I have a King PDM 30 (RF31 style) mill and use it all the time. Made lots of mods, including one to keep the X (see my post "Keeping the X on a Round Column Mill") which might be of interest. Meets all my needs as a hobbyist so am very happy with it.
Could you post pictures of the variable speed mechanism if you get it. Would be a great mod to attempt.


Thanks


----------



## seabeeman (Jan 31, 2019)

Progress!  We picked the coldest day in a decade to move this thing, but it's done.  I had -40F at the house this morning without wind chill and it was about -20 when we were actually loading/unloading it, but it is in my garage!  I've been reading everything I can on this and am already dreaming of DRO's, power X feeds, and a True-Line 88 system.

Progress thus far has been cleaning it up and figuring out the fine down feed spring and fine feed wheel, which I have done.  I'm new to this but can't find pictures of anything like this online.

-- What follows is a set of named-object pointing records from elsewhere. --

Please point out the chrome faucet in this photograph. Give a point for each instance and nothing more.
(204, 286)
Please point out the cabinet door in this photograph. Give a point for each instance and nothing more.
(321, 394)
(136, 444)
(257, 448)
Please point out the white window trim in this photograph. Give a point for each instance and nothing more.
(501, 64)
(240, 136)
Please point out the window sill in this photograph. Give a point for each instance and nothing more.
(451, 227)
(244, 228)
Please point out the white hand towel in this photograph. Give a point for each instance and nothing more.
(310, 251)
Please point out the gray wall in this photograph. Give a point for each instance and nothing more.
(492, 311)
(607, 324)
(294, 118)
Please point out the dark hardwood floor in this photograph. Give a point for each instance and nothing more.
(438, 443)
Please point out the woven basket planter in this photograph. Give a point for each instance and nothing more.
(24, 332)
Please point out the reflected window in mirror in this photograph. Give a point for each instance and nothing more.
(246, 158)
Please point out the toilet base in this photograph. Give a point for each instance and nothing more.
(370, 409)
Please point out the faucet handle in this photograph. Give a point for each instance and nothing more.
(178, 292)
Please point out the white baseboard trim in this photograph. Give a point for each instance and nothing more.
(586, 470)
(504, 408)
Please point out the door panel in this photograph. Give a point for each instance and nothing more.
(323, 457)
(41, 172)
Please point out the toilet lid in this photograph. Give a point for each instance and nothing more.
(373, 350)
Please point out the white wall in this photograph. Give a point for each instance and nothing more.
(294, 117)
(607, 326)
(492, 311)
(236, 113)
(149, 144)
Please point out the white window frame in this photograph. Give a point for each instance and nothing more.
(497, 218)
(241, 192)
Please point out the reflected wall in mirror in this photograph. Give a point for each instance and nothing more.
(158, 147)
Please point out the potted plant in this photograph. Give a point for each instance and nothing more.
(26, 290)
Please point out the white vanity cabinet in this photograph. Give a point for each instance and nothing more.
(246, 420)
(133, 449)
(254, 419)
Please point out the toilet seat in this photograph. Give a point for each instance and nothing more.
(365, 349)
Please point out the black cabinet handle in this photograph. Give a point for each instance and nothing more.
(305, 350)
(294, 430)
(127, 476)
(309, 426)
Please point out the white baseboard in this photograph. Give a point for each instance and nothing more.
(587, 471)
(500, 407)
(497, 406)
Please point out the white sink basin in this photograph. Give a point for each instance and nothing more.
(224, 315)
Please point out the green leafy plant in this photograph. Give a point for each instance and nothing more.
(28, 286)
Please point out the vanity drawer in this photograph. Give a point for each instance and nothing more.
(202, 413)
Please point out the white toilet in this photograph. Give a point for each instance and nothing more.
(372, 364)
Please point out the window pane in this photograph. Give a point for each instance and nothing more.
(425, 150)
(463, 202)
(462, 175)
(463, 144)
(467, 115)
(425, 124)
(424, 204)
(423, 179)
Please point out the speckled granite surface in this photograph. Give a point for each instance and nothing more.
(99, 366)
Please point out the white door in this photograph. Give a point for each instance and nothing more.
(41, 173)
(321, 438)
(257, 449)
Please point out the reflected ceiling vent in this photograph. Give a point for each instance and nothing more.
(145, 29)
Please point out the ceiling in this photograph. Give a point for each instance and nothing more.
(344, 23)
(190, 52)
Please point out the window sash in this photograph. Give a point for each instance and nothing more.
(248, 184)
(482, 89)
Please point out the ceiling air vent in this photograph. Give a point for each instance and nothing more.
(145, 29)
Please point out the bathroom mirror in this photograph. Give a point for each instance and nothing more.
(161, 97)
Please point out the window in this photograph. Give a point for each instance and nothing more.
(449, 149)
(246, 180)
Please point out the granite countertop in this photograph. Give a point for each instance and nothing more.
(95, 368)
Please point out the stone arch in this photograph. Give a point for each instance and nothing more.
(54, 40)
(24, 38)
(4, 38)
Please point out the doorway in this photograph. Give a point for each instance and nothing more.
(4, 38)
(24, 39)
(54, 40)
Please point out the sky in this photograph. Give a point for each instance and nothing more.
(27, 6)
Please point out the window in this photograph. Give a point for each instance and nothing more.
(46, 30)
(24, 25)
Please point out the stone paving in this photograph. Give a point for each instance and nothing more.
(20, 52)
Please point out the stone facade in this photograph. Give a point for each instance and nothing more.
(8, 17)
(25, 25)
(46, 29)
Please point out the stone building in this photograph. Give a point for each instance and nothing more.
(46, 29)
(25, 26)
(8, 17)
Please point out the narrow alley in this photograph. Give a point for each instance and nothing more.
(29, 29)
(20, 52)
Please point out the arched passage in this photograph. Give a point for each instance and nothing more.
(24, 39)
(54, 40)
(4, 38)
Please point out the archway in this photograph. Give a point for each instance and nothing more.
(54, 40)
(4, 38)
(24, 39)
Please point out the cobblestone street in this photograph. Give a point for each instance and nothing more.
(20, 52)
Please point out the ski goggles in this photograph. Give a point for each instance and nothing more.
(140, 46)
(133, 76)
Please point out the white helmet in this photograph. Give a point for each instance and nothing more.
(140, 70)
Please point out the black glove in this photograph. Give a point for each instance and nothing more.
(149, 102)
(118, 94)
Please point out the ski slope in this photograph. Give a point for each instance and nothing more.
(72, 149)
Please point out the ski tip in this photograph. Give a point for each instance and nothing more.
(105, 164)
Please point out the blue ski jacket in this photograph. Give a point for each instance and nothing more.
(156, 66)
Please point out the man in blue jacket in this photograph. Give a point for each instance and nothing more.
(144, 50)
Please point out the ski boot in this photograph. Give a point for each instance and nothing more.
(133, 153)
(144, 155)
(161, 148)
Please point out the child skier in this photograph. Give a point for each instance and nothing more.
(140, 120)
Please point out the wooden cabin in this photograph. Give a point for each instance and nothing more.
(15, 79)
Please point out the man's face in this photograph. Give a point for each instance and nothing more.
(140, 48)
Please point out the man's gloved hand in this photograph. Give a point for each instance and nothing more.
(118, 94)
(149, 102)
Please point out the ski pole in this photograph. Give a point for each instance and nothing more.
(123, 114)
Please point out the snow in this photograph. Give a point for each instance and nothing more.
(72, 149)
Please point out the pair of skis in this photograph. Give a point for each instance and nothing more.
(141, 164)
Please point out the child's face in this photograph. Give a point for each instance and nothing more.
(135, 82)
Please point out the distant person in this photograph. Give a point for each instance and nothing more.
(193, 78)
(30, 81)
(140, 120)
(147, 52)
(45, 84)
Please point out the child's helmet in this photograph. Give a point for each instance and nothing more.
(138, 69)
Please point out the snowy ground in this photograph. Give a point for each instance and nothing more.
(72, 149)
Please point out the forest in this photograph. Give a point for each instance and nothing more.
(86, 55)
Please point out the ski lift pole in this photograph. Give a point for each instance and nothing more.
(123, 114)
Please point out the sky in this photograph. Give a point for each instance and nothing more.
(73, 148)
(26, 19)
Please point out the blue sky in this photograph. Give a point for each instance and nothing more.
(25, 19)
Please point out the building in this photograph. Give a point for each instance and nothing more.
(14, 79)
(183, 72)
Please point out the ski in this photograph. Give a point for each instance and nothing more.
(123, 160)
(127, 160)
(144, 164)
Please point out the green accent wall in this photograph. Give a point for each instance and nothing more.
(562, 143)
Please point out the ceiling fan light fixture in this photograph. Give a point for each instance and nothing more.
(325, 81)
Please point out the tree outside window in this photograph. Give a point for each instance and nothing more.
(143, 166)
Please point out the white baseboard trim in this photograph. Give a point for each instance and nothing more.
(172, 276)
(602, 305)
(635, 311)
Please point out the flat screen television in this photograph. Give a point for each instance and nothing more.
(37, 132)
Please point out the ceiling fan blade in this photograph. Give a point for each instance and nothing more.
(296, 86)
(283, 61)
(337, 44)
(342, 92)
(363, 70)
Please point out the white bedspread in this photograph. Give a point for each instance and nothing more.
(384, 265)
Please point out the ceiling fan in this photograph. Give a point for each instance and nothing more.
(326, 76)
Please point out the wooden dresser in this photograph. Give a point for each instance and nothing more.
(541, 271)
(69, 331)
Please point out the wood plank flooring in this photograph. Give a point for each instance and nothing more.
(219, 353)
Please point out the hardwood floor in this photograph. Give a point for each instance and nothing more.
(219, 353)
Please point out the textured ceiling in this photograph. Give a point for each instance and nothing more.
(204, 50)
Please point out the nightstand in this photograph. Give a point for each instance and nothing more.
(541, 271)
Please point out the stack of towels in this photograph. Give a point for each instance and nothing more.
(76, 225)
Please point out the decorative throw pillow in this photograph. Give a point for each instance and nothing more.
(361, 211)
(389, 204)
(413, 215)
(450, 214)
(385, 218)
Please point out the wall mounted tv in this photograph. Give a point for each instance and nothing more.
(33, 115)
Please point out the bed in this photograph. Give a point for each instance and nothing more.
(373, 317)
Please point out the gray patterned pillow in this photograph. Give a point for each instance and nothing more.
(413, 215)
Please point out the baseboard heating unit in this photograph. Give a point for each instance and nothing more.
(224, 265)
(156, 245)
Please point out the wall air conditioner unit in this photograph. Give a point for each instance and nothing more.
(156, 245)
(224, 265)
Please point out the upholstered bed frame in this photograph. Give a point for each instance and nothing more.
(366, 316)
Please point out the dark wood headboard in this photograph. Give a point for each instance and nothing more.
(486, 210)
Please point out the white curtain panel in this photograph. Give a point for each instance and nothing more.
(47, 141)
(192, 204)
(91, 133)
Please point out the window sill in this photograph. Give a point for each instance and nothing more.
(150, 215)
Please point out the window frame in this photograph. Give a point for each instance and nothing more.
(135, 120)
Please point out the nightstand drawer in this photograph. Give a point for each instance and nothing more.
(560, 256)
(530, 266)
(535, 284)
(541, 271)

A round column mill, not a drill press, with a variable speed head and the down feed setup it has.

The head looks kind of like a snowmobile clutch system with a two speed pulley off the motor hooked up to a large belt and an adjustable sheave on the quill.  Turning that wheel pulls a wedge in on top of the sheave, compressing it and increasing it's diameter.  Looks like a very tough system and I would think a snowmobile belt could be found to replace the one on there if needed.  

As to the fine down feed wheel, the pieces were just stuck.  Inboard of the handle is a large threaded "collar" that bears on a keyed, toothed collar.  When the first piece is threaded in, away from the handle, it pushed that toothed collar into the worm wheel driven by the worm gear on the fine adjustment handle.  Turn that first collar back out and it disengages.  Problem number 1 down.

I also figured out the down feed spring.  C-Bag mentioned the coiled spring in the round cover, but this one doesn't have provisions for a bolt.  Rather, there is a plate behind that screwed to the casting with 4 tabs punched in, creating for inward notches.  That coil spring housing has 2 roll pins sticking out of it that engage those tabs.  Both roll pins were broken off.  A trip to the hardware store and the vertical feed should be back in business.  

Still no luck figuring out an exact make and model, but I noticed the tag says "Fing Industries Inc" and it is made in Taiwan.  It's also a 1HP 110/220V model which I can't find referenced anywhere either.  Everything else seems to be 1.5HP at a minimum.


----------



## C-Bag (Jan 31, 2019)

Thanks for the pics. Good sleuthing out the functions.

I'm going to be surprised if you find an exact manual or parts list. I don't think there is a lot of these around.


----------



## mikey (Feb 1, 2019)

Glad you're getting this sorted. I'm with C-bag on this one - it is going to be interesting finding a parts breakdown for that mill.

One option to explore might be to give MSC a call. Since Enco sold the mill, they may have a pdf parts manual available.

In the very near future, I suggest you check the spindle for wear and concentricity. If the run out is more than a few tenths then it may be the bearings, the drive sleeve or the spindle itself. If you can identify the part numbers then they might have a new spindle and drive sleeve lying around that you can buy - fingers crossed.


----------